In this paper, we introduced two new families of cryptographically secure hash functions based on CRCs. Similarly to previously proposed cryptographically secure CRC-based hash families, the presented ones enable combining the detection of random and malicious errors without increasing bandwidth. They detect the same type of burst errors as cryptographically non-secure CRCs based on irreducible generator polynomials. They retain most of the encoding and decoding implementation simplicity of cryptographically non-secure CRCs except that the LFSR implementing the division modulo generator polynomial needs to have re-programmable feedback connections. The main advantage of the presented CRCs over the previously proposed ones is that the irreducibility testing, which is either time or memory consuming, can be omitted.

However, using random polynomials as generator polynomials for the CRC gives an adversary a higher chance of braking authentication. We provided a detailed quantitative analysis of the achieved security as a function of message and CRC lengths and showed that the presented authentication scheme is particularly suitable for short messages. Short messages (a few bytes to a few tens of bytes) are expected to be dominant in machine-to-machine (M2M) communication. Since the presented method provides some level of integrity protection almost for free, it might be quite useful for resource-constrained M2M devices.

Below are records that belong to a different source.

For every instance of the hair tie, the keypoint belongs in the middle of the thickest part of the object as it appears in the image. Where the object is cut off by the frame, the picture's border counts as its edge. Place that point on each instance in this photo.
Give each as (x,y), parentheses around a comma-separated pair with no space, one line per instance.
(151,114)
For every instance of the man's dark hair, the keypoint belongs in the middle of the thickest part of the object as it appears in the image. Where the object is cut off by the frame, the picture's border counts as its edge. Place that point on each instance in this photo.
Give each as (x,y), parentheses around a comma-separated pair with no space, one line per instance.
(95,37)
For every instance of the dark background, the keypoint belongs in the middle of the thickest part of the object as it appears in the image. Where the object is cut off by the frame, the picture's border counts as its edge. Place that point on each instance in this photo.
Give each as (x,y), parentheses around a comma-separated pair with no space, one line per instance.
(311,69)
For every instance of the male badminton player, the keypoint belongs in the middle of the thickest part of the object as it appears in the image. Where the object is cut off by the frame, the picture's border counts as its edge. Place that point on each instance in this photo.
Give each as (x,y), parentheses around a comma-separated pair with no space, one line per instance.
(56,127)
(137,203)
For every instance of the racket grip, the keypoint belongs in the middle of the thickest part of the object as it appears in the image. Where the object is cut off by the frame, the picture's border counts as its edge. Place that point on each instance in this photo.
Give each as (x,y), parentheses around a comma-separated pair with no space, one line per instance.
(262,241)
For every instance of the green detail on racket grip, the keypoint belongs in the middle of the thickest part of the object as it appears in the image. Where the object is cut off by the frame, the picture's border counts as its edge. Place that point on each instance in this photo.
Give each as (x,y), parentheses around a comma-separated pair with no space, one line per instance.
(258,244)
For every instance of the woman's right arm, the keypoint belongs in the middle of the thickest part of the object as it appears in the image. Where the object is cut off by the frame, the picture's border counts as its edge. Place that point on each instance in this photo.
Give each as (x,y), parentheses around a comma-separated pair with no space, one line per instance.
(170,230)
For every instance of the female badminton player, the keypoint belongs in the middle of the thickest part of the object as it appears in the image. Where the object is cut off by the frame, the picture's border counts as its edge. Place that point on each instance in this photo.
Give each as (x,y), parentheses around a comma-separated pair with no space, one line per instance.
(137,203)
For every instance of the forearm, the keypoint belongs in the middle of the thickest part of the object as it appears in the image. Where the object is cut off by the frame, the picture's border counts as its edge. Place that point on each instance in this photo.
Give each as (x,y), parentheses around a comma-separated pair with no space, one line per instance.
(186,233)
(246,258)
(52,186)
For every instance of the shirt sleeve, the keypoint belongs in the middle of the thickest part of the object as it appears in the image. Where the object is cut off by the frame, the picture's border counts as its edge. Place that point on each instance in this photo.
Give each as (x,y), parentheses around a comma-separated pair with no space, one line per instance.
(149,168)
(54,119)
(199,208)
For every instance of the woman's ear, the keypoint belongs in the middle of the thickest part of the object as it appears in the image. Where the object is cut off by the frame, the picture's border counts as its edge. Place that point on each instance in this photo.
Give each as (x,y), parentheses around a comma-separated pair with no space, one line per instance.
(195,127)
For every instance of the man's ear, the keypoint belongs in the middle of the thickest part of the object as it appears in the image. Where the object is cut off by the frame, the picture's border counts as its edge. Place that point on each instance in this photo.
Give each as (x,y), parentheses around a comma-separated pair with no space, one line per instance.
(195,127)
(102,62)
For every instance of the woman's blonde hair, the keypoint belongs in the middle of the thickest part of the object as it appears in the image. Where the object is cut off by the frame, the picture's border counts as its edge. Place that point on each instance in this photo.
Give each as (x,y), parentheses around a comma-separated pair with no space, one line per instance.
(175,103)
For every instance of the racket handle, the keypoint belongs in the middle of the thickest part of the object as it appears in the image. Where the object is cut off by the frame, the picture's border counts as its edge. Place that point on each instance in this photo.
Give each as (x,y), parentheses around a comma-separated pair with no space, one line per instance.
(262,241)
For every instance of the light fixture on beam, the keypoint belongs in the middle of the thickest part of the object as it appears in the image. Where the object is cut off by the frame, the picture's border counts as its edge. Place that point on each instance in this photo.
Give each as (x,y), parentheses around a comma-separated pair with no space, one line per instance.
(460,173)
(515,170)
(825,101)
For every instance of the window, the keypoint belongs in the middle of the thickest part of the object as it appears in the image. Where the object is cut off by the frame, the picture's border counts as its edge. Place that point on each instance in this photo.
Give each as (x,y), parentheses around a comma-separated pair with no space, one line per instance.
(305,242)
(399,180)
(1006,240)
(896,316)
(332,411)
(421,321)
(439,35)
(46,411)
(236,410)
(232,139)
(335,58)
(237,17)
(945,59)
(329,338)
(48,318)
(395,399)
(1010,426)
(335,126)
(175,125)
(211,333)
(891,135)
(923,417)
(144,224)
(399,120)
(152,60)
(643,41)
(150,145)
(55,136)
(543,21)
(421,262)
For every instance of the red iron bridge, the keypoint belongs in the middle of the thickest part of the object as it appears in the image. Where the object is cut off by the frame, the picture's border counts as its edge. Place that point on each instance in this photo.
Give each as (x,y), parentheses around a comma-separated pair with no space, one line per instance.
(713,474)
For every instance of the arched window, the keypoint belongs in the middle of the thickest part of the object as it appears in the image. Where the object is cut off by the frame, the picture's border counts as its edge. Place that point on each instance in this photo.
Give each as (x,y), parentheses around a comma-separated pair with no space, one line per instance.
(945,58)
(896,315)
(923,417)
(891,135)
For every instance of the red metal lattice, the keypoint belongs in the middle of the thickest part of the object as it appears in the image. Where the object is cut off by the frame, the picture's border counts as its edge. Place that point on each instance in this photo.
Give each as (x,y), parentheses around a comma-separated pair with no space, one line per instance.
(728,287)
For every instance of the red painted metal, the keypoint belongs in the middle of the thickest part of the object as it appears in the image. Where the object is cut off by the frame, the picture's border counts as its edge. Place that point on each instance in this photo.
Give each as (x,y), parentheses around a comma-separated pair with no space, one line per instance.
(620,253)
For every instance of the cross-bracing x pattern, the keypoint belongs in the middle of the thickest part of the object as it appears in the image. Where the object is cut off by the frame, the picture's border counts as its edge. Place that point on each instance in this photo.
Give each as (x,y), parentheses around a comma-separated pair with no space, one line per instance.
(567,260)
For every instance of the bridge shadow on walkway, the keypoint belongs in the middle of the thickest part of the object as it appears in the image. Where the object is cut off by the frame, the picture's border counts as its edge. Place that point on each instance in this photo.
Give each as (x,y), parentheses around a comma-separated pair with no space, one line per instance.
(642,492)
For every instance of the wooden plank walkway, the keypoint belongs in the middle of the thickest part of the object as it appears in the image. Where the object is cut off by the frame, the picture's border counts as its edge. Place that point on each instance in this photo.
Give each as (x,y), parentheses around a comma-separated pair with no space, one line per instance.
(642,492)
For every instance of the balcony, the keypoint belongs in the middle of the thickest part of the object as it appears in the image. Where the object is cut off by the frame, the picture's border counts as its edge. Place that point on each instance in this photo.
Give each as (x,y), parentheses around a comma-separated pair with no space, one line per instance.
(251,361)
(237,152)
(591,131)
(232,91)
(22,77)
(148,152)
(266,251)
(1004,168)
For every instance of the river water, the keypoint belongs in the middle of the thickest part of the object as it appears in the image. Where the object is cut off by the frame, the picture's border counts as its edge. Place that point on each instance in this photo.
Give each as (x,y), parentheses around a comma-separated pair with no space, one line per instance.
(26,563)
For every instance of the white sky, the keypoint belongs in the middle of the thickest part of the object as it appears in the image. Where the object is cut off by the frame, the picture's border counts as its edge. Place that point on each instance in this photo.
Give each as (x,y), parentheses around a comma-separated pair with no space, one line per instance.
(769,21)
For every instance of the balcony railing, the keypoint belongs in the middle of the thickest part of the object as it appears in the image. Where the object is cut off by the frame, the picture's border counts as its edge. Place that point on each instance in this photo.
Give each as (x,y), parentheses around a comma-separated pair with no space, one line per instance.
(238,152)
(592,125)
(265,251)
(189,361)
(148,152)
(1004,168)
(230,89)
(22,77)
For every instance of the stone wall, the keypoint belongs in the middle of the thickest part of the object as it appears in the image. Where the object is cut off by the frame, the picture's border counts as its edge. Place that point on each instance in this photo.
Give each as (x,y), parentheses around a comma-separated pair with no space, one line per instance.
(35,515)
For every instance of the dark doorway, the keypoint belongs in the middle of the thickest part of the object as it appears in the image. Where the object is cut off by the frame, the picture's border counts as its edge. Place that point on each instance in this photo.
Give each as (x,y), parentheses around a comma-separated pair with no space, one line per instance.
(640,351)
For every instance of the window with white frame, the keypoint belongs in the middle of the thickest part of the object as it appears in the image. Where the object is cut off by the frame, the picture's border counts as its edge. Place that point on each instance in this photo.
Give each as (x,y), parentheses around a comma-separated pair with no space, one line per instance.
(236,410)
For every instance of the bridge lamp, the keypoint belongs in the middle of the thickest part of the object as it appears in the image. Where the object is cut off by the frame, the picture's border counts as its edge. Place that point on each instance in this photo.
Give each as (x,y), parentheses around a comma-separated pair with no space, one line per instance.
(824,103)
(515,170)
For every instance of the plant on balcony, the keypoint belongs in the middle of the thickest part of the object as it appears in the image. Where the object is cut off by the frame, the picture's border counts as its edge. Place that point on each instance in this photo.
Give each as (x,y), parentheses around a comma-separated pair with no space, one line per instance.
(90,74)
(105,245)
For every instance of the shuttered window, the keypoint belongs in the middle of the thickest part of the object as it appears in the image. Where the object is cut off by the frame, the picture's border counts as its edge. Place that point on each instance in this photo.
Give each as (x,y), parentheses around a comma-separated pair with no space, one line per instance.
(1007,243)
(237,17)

Note that in our attack scenario it is assumed that an adversary gets access to a message and its authentication tag. Other attack scenarios are also possible, for example, an adversary may have an access to a verification oracle as well. In this case any cryptographic CRC, including the presented one, is susceptible to Ferguson’s attack [20, 31] which reveals the polynomial used for generating the CRC with the probability 2n, where n is the polynomial degree. The access to an oracle is a reasonable assumption, for example, in a multicast.Footnote 3 Therefore, we do not recommend the use of cryptographic CRCs with short generator polynomials.

In the current wireless standard message formats two separate fields are typically used for the protection against random and malicious errors. These fields may be located on different layers, e.g. in LTE the CRC is located at the physical (PHY) layer while the message authentication code is located at the packet data convergence protocol (PDCP) layer. A good strategy might be to combine these two fields into the one at the PHY layer and use the a cryptographic CRC for the protection against both types of errors. Future work involves investigating implications for security and coverage caused by such a merge.